Sie sprachen eingangs von Überforderung . . .

Ich nenne das „die digitale Verformung“. Durch das Smartphone setzen wir uns einer ständigen Verfügbarkeit aus, während die direkte Begegnung mit anderen zu kurz kommt. Gleichzeitig werden wir überschwemmt von Reizen und Informationen aus aller Welt. Das kann ein diffuses Gefühl der Bedrohung erzeugen - als ginge gleich die Welt unter!

Dabei geht es gerade uns in Deutschland unverändert sehr gut.

Ich habe vor kurzem zwei Friseuren zugehört, die sich darüber unterhielten, dass so viel von Krisen geredet werde, in ihren direktem, eigenen Leben davon aber eigentlich gar nichts zu bemerken sei. Bei vielen ist der Eindruck aber genau anders. Gefühlte Wirklichkeit und tatsächliches Geschehen klaffen auseinander. Zudem fehlt das Bewusstsein, dass der erreichte Wohlstand keine Selbstverständlichkeit ist. Die Wirklichkeit ist immer in Veränderung begriffen. Als Einzelner bin ich gefordert, die Veränderungen ursächlich mitzuvollziehen.

Was meinen Sie konkret?

Etwa eine Rückbesinnung darauf, was es bedeutet, in einem demokratischen Staat zu leben. Demokratie gründet auf der Idee verantwortlicher Individuen. Viele sehen sich als machtloses Teilchen eines großen Systems, als „Opfer der Umstände“. Sie verharren, wie ich es nenne, in der Wirkungsposition. Ich glaube, dass wir im Grunde ursächliche Wesen sind, dass also jeder die Voraussetzung zum konstruktiven Gestalten hat und das tun sollte. Das ist auch unsere Verantwortung als Staatsbürger.

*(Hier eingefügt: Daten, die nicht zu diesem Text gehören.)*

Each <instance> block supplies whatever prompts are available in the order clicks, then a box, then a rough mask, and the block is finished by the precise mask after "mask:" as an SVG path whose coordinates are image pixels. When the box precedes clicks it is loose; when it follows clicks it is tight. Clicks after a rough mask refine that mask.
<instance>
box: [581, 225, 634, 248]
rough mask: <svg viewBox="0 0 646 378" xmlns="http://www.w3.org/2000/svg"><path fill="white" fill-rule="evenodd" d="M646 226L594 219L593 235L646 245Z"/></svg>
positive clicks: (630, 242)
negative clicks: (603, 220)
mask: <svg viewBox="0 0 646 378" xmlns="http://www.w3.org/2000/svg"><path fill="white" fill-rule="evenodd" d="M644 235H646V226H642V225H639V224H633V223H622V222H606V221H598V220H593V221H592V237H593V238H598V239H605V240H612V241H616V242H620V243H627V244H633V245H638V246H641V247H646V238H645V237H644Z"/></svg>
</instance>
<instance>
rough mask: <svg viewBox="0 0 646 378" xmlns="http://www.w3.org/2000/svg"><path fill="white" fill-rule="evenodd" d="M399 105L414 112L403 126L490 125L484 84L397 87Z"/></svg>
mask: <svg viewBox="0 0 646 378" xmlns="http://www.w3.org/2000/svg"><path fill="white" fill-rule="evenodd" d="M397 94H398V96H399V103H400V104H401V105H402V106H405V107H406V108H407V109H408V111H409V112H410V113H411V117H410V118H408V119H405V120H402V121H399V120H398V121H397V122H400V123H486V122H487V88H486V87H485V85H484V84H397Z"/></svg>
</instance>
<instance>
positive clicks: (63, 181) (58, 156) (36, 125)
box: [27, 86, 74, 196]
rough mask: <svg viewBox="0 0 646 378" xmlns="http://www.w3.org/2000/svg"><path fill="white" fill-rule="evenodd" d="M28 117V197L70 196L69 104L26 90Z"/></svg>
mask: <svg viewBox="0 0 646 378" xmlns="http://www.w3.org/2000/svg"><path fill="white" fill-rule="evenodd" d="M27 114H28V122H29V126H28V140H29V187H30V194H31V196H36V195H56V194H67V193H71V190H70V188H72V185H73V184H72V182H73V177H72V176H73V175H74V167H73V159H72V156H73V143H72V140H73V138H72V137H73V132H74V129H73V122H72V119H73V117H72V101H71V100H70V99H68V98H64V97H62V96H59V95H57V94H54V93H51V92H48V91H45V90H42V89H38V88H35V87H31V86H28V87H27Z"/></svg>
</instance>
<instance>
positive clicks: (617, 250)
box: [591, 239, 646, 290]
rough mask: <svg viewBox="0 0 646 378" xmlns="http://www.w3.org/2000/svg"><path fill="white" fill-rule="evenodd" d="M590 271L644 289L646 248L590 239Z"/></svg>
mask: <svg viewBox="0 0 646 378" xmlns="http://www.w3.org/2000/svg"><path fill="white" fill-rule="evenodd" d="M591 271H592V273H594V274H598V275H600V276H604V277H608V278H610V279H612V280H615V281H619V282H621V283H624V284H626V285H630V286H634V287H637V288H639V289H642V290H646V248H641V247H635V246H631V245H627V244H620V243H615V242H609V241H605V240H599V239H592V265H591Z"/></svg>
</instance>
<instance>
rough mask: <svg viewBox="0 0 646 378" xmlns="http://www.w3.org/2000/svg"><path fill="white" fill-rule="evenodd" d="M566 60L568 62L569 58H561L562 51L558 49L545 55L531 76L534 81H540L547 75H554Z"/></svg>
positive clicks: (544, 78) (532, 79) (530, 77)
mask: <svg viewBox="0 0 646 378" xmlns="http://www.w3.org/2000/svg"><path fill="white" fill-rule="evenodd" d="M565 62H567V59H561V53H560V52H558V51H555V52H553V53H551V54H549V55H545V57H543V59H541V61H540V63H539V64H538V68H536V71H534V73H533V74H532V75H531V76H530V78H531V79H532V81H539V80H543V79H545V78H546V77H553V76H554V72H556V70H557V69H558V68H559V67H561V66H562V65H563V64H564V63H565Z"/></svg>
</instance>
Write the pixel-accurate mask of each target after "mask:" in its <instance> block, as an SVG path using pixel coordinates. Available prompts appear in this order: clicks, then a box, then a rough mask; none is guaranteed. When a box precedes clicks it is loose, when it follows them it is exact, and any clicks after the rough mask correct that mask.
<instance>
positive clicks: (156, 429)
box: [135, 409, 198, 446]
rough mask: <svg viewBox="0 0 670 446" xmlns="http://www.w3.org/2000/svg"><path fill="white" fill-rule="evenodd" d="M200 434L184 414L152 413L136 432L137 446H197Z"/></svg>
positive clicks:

Was heißt das für den einzelnen?

Ein Anfang wäre, uns mehr mit uns selbst auseinanderzusetzen, unsere blinden Flecken ausleuchten: „Was trage ich zu der Situation bei, in der ich mich finde?“ Das kann schmerzhaft sein, doch je länger ich es vermeide, desto schwieriger wird es. Dann werden nichtige Streitigkeiten dramatisiert. Und jede Dramatisierung weist auf eine versteckte Unwahrheit hin: Man sucht die Schuld bei anderen und will den Teil, den man selber beiträgt, nicht anerkennen.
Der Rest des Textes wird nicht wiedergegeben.